Mi viene in mente poi un’altra mia amica che dal 2008 lavora in un’azienda in Gran Bretagna. Mia coetanea. In gambissima. Con gli stessi anni di lavoro è diventata manager. Non voglio paragonarmi a lei e non do per scontato che i nostri potenziali siano i medesimi. È possibilissimo che lei sia molto più brava di me. Ma, a prescindere da ciò, è l’atteggiamento di difetto rispetto alla sua età che lei non ha mai vissuto; nessuno ha mai avuto problemi a dire "brava" a lei piuttosto che ad una meno brava ma più grande di età; nessuno le ha mai detto “questo non lo fai perché sei troppo giovane”. Io e i miei colleghi coetanei non viviamo e non abbiamo vissuto realtà di questo tipo, la nostra è la realtà che si vive negli uffici di un’azienda all’italiana. Anche se noi siamo i fortunati, i pochi che in Italia ce l’hanno fatta ad avere il posto fisso tanto ambito dai nostri genitori.
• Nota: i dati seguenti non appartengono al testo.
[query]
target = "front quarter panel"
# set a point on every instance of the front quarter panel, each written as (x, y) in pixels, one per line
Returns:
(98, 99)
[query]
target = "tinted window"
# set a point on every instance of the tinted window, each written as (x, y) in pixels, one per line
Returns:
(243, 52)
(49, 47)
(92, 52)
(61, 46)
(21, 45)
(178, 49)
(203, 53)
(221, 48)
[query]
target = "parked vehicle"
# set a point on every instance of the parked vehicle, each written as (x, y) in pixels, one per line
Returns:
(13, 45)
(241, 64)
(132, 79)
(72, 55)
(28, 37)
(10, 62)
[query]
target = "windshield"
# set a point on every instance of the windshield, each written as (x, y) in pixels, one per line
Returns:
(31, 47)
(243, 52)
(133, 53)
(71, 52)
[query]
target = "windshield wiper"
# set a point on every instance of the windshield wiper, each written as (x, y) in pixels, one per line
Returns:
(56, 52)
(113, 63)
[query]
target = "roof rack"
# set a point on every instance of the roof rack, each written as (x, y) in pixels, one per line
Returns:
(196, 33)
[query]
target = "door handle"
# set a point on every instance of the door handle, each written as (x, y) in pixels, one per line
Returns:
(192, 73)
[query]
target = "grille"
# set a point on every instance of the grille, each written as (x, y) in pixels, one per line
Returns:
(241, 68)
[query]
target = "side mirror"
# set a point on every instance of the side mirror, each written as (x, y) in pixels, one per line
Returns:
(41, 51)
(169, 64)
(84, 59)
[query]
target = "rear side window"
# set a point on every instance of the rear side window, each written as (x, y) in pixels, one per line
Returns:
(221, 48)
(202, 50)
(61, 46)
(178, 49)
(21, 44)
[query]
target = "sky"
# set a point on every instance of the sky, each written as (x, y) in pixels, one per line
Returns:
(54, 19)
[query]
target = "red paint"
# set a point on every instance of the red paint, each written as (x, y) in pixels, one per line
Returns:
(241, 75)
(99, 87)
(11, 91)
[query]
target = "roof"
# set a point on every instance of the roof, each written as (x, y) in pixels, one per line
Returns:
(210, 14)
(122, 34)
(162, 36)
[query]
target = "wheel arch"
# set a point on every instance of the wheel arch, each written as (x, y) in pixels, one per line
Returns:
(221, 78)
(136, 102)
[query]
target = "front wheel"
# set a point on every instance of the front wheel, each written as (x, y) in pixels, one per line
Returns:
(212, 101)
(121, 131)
Come dicevo, a breve il mio percorso di studi sarà terminato, avrò un titolo, una tesi inerente il lavoro che faccio da 5 anni e soprattutto avrò ancora i miei 29 anni. Vorrei agire di astuzia anche stavolta, nel tentativo di anticipare il peggio. La mia indole mi suggerisce di andare altrove e di cercare altro. Ho l’impressione che questo paese sia troppo vecchio e forse troppo obsoleto per me. Ho un lavoro e non dovrei lamentarmi ma credo di essere l’altra faccia del precariato di oggi che è suddivisibile in quelli che non hanno lavoro e quelli che specularmente devono “abbozzare” qualsiasi sia la loro situazione lavorativa solo perché in mano hanno un contratto a tempo indeterminato.

Vorrei dire ai miei desideri di non piangere, alle mie aspirazioni di non assopirsi, alla mia voglia di scoprire di non redimersi ma in cuor mio so che sto mentendo a me stessa perché in Italia non c’è posto per gente come me né come la mia amica che ad oggi fatica ad arrivare a fine mese.

Dite che mi sbaglio? Lo spero proprio.